I have been a Madeleine L’Engle fan for quite some time. I’m not sure how it started. I think many people get their first introduction to her writing through A Wrinkle in Time, but I honestly don’t remember if that was the first book of hers that I read. (According to today’s review that I wrote a year or so ago, it’s not, but I can’t be sure that I knew what I was talking about then.) I have read A Wrinkle in Time more than once, and I enjoy it, but it’s not my favorite.
I haven’t read any L’Engle books recently. (It’s getting to be about that time, though.) I wanted to share another previously-written review because I’m in the middle of something else, which may take me another couple of days, and I wanted to get a post up since it’s the beginning of the week. I decided that today’s review ought to be an enthusiastic one, to counteract the fact that my two most recent posts have not exactly been shining recommendations.
(In case you’re wondering, I’m currently reading The Gargoyle, which is intense and addictive. It’s another recommendation from my friend’s father who seems to be quite adept at recommending books. I think I’ll have a lot to say about it when I’m finished.)
Madeleine L’Engle’s Austin family series is billed as ‘young adult,’ but I would argue that they are at a more mature reading level than the Time series, at least emotionally, and are perfectly appropriate for adults to read. (It’s important for me to believe that, so I can maintain an image of myself as a serious reader.) Meet The Austins gave me a case of the intellectually-satisfied warm fuzzies, and it’s the first in the series, so I thought I’d share my review of it with you today:
This is a novel about a family whose members share their experiences with one another, and who accept each member with love, trusting each other enough to not feel the need to hide things. We could all learn a thing or two from them.
I’ve read other books in the Austin family series before this one; out of order, too. I love A Ring of Endless Light so much, my copy of it is literally falling apart. Recently I decided I really ought to start at the beginning.
I was very glad I did. I can’t get enough of these Austin folks. I would just love to step into one of the books and sit down at their dinner table for some discussion of philosophy, religion, art, music, science, and life in general.
Once in a while a book comes along that talks about life and God and the way things are, and it makes you think about your own views, challenging you, without making you feel threatened or as though you’re being preached at.
This is very much one of those books. The characters get up on soap boxes occasionally, sometimes finding out they are wrong, and sometimes teaching each other. They all grow and learn throughout the book, parents included, and you almost feel as though you are a part of the family along the way.
Vicky Austin is probably one of my favorite heroines, possibly because she is rather modest and unassuming as heroines go. There is no sugar-coating of adolescence on the author’s part – you read about the good moments as well as the moody behavior, and it’s all very real.
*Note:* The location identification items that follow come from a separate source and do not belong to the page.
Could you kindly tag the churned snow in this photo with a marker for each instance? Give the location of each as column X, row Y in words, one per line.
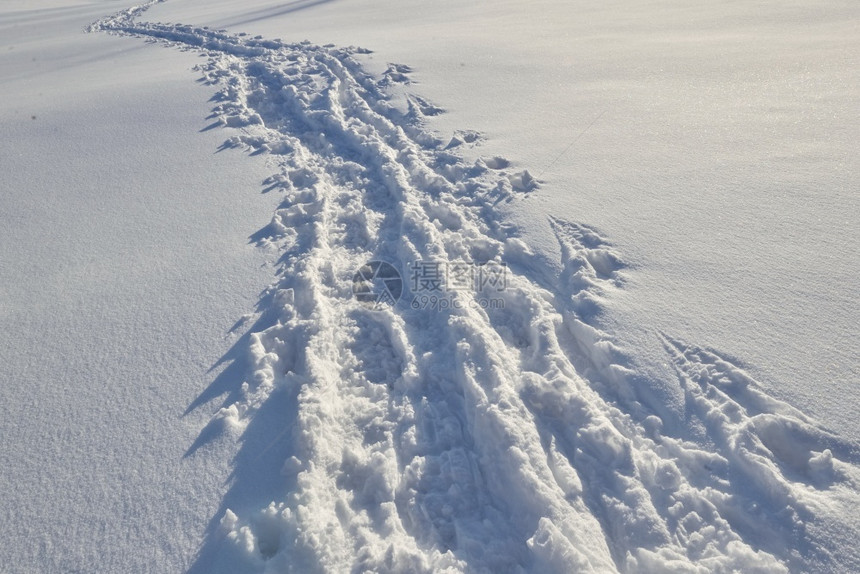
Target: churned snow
column 541, row 287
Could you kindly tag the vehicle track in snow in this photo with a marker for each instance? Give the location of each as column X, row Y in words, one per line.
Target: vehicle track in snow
column 482, row 438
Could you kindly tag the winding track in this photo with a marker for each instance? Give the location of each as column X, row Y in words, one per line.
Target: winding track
column 475, row 438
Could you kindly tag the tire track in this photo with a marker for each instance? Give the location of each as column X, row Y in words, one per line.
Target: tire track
column 468, row 438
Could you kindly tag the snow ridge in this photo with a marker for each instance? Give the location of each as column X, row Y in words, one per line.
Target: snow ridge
column 505, row 437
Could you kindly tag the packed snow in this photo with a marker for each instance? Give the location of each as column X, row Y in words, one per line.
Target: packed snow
column 427, row 360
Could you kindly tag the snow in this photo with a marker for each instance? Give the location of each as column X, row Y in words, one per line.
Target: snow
column 635, row 187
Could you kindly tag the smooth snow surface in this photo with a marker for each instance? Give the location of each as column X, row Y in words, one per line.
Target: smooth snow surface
column 519, row 436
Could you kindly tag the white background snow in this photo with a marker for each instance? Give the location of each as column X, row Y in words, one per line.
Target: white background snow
column 711, row 145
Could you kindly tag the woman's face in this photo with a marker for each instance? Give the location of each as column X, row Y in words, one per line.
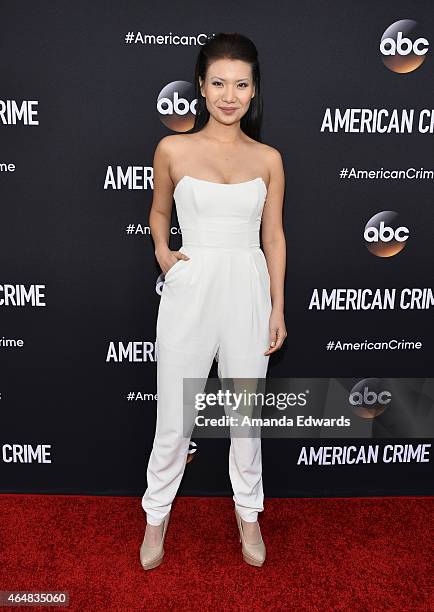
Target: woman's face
column 228, row 85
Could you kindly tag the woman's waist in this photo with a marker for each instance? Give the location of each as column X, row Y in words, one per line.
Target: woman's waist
column 221, row 237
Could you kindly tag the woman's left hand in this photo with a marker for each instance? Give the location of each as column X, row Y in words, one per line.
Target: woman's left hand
column 277, row 331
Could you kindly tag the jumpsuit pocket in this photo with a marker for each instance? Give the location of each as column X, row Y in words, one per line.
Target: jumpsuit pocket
column 171, row 269
column 180, row 269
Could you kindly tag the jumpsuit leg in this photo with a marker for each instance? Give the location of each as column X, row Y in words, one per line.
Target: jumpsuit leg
column 244, row 339
column 172, row 434
column 186, row 344
column 211, row 301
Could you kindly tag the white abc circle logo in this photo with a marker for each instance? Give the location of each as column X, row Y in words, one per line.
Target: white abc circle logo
column 402, row 48
column 383, row 236
column 176, row 105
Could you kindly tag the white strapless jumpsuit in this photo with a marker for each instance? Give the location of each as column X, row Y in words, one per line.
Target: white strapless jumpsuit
column 216, row 304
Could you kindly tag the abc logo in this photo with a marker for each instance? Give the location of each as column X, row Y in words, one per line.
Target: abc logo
column 402, row 50
column 383, row 236
column 368, row 399
column 176, row 106
column 191, row 451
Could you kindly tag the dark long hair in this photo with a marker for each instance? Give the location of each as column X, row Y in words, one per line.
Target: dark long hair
column 236, row 47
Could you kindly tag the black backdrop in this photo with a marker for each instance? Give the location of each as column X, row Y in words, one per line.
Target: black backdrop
column 62, row 227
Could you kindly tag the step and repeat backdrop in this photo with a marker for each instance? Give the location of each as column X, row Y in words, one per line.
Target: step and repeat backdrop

I wish I had found these books earlier in my life. This series would have been a great comfort to me during my own angst-ridden teenage years.
As it was, when I did discover A Ring of Endless Light, which was my first L’Engle experience, I clutched at it and held onto it for dear life. Reading about this family remains, years later, a soothing experience that I can always turn to when the seas get a bit rough.
…So thank you, Ms. L’Engle, for the Austin family novels.